Quand Nouria supplie l’agent du quartier (Monsieur Crénom) qui la connait depuis sa naissance ainsi que sa famille et le commerce (aujourd’hui abandonné) qu’ils exploitaient en toute tranquillité, elle sera brutalement réprimandée : "Cette ordure ne mérite pas ton chagrin". Comment dépasser l’innommable pour autoriser les proches des kamikazes à vivre en paix avec eux-mêmes ? Pas de pitié pour Nouria, il faut renier sa famille. Est-ce possible ? C’est ce cas de conscience qui interpelle Guy Cassiers, le metteur en scène de l’intime, l’orfèvre de l’essence de la personne portée à la scène (v. son travail sur "Les bienveillantes" de Jonathan Littell), c’est ce questionnement sur la cohérence de nos lois morales qui est au cœur du spectacle : quand Nouria s’introduit par effraction à la morgue et tente de récupérer le sac congelé sur lequel est inscrit le nom de son frère, elle est arrêtée et enfermée.

Le double coup de maître de Cassiers et de Hertmans consiste à donner une dimension concrète au mythe grec et à renouer avec les grandes questions philosophiques sur la liberté individuelle et la primauté d’un droit naturel, absolu, sur les lois politiques et morales subjectives.

"On doit être un peu idéaliste dans le théâtre pour aider le spectateur à ne pas confirmer toutes les choses qui sont déjà là, mais de trouver de nouvelles solutions pour un futur qu’on peut développer ensemble. Et ça, c’est aussi une vraie responsabilité de théâtre." : pour Guy Cassiers il n’y a que dans l’inconfort que l’on peut voir une situation sous tous ses angles.

Incarnée par Ikram Aoulad, seule en scène, Antigone dialogue avec la musique nostalgique du Quatuor à cordes n°15 de Dmitri Chostakovitch (par le quatuor Debussy) qui se termine sur une marche funèbre. Prise en otage entre son respect des lois et sa propre morale, Nouria frôle la folie dans sa recherche obsessionnelle de la vérité.

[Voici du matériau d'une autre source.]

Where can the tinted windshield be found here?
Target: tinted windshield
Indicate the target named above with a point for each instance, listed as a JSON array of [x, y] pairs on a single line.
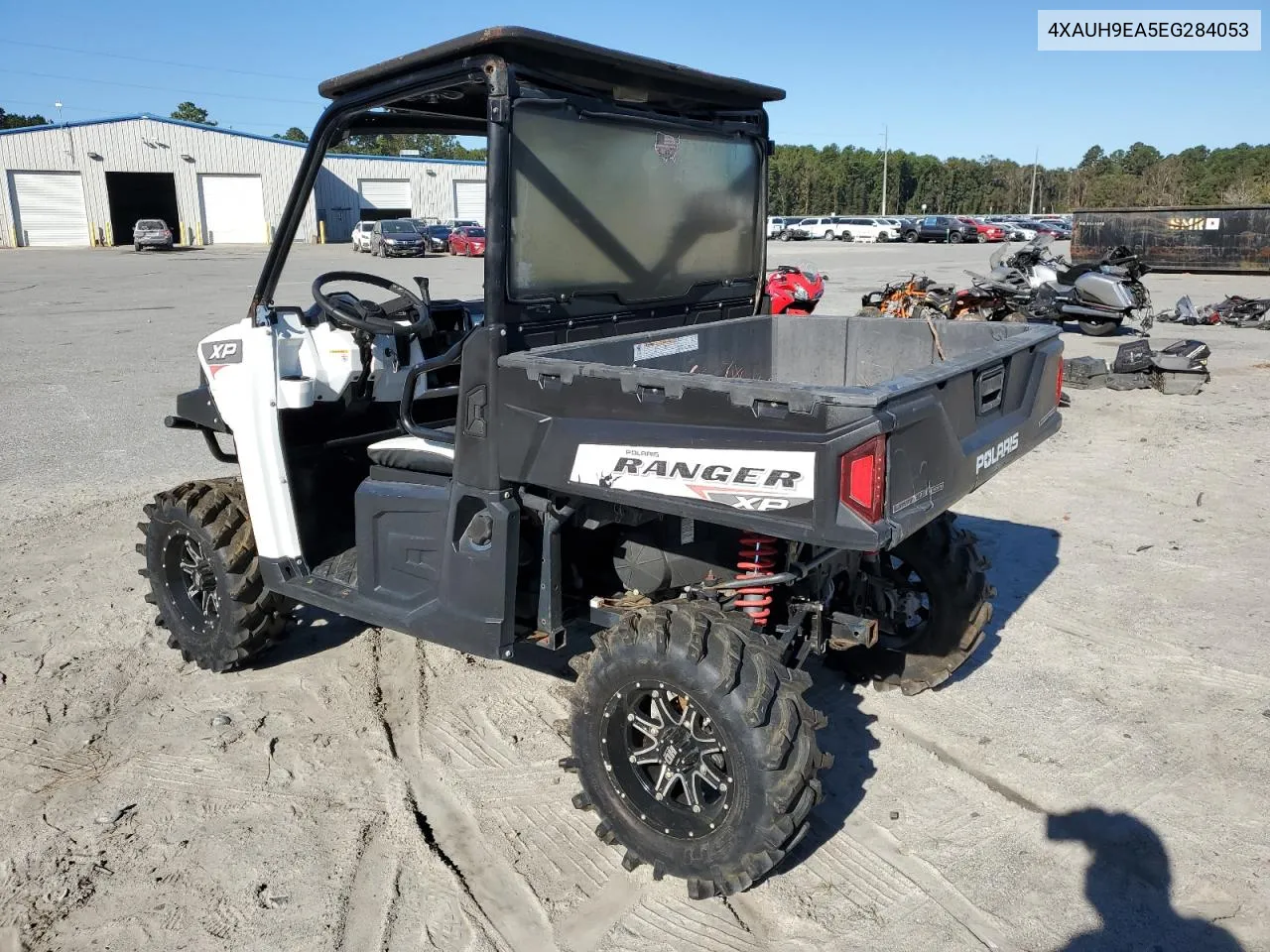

Comme toujours dans les mises en scène de Cassiers, l’effet de surprise suscité par les moyens technologiques transpose la narration dans une dimension fantastique. Ici les quatre musiciens virtuels de l’orchestre se dilatent puis se rétractent jusqu’à devenir de minuscules flammes vacillantes prêtes à s’éteindre tandis que la projection sur grand écran du visage de l’actrice, un grand classique de Guy Cassiers, nous plonge au plus profond du désarroi humain.

Un spectacle qui peut déranger mais qui ne perd pas une miette de son actualité et de sa puissance.